Nous partons sous la pluie battante par Muir of Ord en direction de Dingwall. Une petite route coupe pour rejoindre la route d’Ullapool. A832 puis A890 qui suit la ligne de chemin de fer dans des vallées presque désertes. Très peu de villages, de rares maisons. Des bruyères, des fougères, des lacs, des cascades, des rivières. L’abondance de l’eau qui ruisselle est en parfaite contradiction avec le concept de désert. Comment qualifier autrement ces étendues inhabitées, désolées ?

    Dominique a décidé que la pluie, les nuages et la brume seyaient à l’Ecosse. Heureusement le plafond des nuages s’est élevé et nous profitons du paysage. Sur un parking on voit un vélo attaché. Un petit pont enjambe la rivière grossie par la pluie. Un chemin de planches a été construit au dessus de la tourbière. Ce chemin de planche invite à la promenade. La pluie vient de cesser. Les nuages se séparent. Les couleurs s’avivent. L’eau reflète le bleu du ciel.

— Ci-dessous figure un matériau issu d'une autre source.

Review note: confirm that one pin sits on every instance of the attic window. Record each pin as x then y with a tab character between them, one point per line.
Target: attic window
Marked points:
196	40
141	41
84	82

Attadale : un jardin extraordinaire

Publié le : 12 Septembre 2007
Attadale : un jardin extraordinaire

A Attadale, nous visitons un jardin merveilleux. Des rhododendrons géants, certainement très vieux ont des troncs lisses rose saumon. Nous découvrons des plantes curieuses aux feuilles de rhubarbe géante, un jardin d’eau, une collection de fougères. Certaines arborescentes sont abritées sous une sorte de dôme géodésique. Je me demande comment ces fougères supportent l’hiver. « Il gèle très peu » me répond la jeune fille de l’accueil. La neige est aussi très rare, il n’y en a pas tous les ans. La côte Ouest est moins froide que la côte Est. Sur un banc dans le jardin japonais nous trouvons des explications sur une feuille plastifiée : le gravier ratissé figue l’eau, un galet lisse représente un poisson qui remonte le courant ce qui veut dire que l’on est maître de son destin. 8 rochers sur une mer de gravier sont les 8 îles de l’immortalité. Une petite auge basse avec une louche de bambou, symbolisent la cérémonie du thé. L’Empereur, comme le paysan, doivent se baisser pour puiser l’eau de la purification.


Eilan Donan sous le soleil arrivée à skye sous l'averse

Publié le : 12 Septembre 2007
Eilan Donan sous le soleil arrivée à skye sous l'averse

Sous un beau soleil, nous arrivons à proximité du pont de Kyle of Loshaloh qui relie Skye à l’Ecosse. Détour pour voir le château d’Eilan Donan qui se trouve sur un petit îlot relié à la terre par un pont de pierre aux arches élégantes ? Trop de monde sur le parking. Il est tard. Et puis nous y repasserons au retour !

    Notre propriétaire nous a prévenues : tout sera fermé le dimanche sur l’île. Il vaut mieux s’arrêter se ravitailler au supermarché juste avant le pont. Le temps s’est gâté  brusquement. Nous arrivons sur l’île sous une belle averse. Je suis un peu surprise par la densité des cottages. La route qui passe par Broadford est très construite avec une abondance de B&B, bien souvent complet. Skye nous apparaît bien touristique après les étendues inhabitées que nous venons de traverser.

    A Sligachan, malgré la pluie tout le monde est dehors avec  des jumelles. Je demande ce qui se passe à une dame. « C’est une course ! » Les spectateurs suivent les grimpeurs sur le Cuillin.

    Nous arrivons à 16H30 à Dunvegan. Les indications au téléphone étaient suffisantes. Le propriétaire taille la haie de troënes, sa femme fait les honneurs de la maison. On entre par derrière dans la cuisine très bien équipée. Tout est neuf. Dans la salle à manger sur la grande table ovale de pin verni elle a posé un bouquet de fleurs. Le grand salon orange a une double orientation il est équipé d’une télé toute neuve à écran plat et de canapés très confortable. L’objet le plus original c’est la « cheminée avec un feu électrique » qui fait illusion et chauffe très bien. En face de la petite entrée : une belle salle de bains. Les trois chambres sont à l’étage. La bleue est double, la mauve twin. Nous installons les bagages dans la petite chambre d’enfant.
    Je mets à profit la soirée pour étudier les cartes, les prospectus et parcourir le livre de randonnées. Skye est vraiment très différente des régions que nous venons de traverser. J’ai peine à croire que nous sommes encore en Ecosse.